Беглый взгляд на этот список должен прояснить, что право толкования Верховного суда по своей сути ограничено. как по тексту законов в том виде, как они написаны, так и по тексту Конституции. Суд играет герменевтическую роль в поддержании внутренней согласованности свода законов в США, но не более того.

Разногласия между «оригиналистами» и «живыми документами» конституционалистами разыгрываются в рамках этих ограничений, и в рамках этих ограничений должно быть ясно, что оригинализм такжетолкование Конституции. В самой Конституции ничего не написано, что говорит: «Эти слова следует воспринимать именно так, как они написаны, в педантично буквальной манере», и Основатели совершенно ясно дали понять, что это несовершенный документ, наполненный маханиями руками и компромиссами. Оригинализм в его нынешнем виде является более или менее синонимом антифедерализма. Это утверждение о том, что Суд переступил границы, когда определил наличие «полутени прав», которые граждане могли использовать для оспаривания законов штата в рамках федеральной судебной системы: определение, которое стало важным в вопросах абортов, гражданских прав, однополых браков и других «либеральные» контексты, когда частные лица стремились использовать федеральный закон для нарушения репрессивных законов штата. Оригиналисты хотят ограничить толкование конституции теми правами, которые прямо изложены в документе, и повернуть вспять расширение прав, которое мы наблюдаем с середины прошлого века. Но «оригинальный» взгляд — это не больше и не меньше интерпретация того, как следует читать документ, чем взгляд «живого документа».

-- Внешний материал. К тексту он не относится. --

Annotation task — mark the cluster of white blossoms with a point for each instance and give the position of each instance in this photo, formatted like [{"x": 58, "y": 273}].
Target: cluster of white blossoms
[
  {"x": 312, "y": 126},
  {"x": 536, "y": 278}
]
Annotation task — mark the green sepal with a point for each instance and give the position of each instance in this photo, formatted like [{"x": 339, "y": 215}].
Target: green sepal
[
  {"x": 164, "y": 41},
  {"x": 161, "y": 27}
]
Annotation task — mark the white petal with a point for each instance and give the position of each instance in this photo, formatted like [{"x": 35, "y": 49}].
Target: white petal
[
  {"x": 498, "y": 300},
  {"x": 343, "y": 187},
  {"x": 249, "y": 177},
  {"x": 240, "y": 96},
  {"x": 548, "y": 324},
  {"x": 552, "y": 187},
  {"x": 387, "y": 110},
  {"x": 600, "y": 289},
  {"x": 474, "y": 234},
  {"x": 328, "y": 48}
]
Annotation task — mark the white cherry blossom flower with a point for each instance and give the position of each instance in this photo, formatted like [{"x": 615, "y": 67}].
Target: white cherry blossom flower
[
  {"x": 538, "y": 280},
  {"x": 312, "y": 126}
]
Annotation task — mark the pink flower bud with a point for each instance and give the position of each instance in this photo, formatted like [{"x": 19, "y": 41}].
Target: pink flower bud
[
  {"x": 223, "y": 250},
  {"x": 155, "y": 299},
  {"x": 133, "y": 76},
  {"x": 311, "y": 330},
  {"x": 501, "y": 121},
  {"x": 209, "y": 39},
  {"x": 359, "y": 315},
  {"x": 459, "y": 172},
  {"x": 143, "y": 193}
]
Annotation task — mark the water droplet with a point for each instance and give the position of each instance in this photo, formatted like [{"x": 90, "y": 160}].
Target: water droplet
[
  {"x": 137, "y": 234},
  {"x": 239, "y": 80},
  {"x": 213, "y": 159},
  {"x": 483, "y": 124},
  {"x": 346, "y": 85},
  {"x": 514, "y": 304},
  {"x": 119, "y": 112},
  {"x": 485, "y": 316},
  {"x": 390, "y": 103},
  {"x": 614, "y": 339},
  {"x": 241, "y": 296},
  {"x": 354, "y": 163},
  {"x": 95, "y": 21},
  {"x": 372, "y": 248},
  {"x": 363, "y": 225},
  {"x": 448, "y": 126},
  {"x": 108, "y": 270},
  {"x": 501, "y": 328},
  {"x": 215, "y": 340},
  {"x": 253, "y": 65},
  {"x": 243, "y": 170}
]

Представление о том, что любая из этих точек зрения подрывает демократию, бессмысленно. Право на демократическое участие закреплено в конституции и поправках к ней, которые Суд не имеет права изменять. Суд может выносить решения по законам, влияющим на демократическое участие — фальсификация, голосование по почте, подавление избирателей и т. д. — но только законодательная и исполнительная власти могут активно лишать граждан избирательных прав. Оригиналисты могут быть более склонны выносить решения против граждан в таких случаях и, следовательно, могут быть менее склонны продвигать и поддерживать демократические принципы, но это возможно. Настоящая работа по улучшению (или деградации) демократии в США происходит в законодательной и исполнительной ветвях власти, где граждане могут осуществлять демократическую власть голосования.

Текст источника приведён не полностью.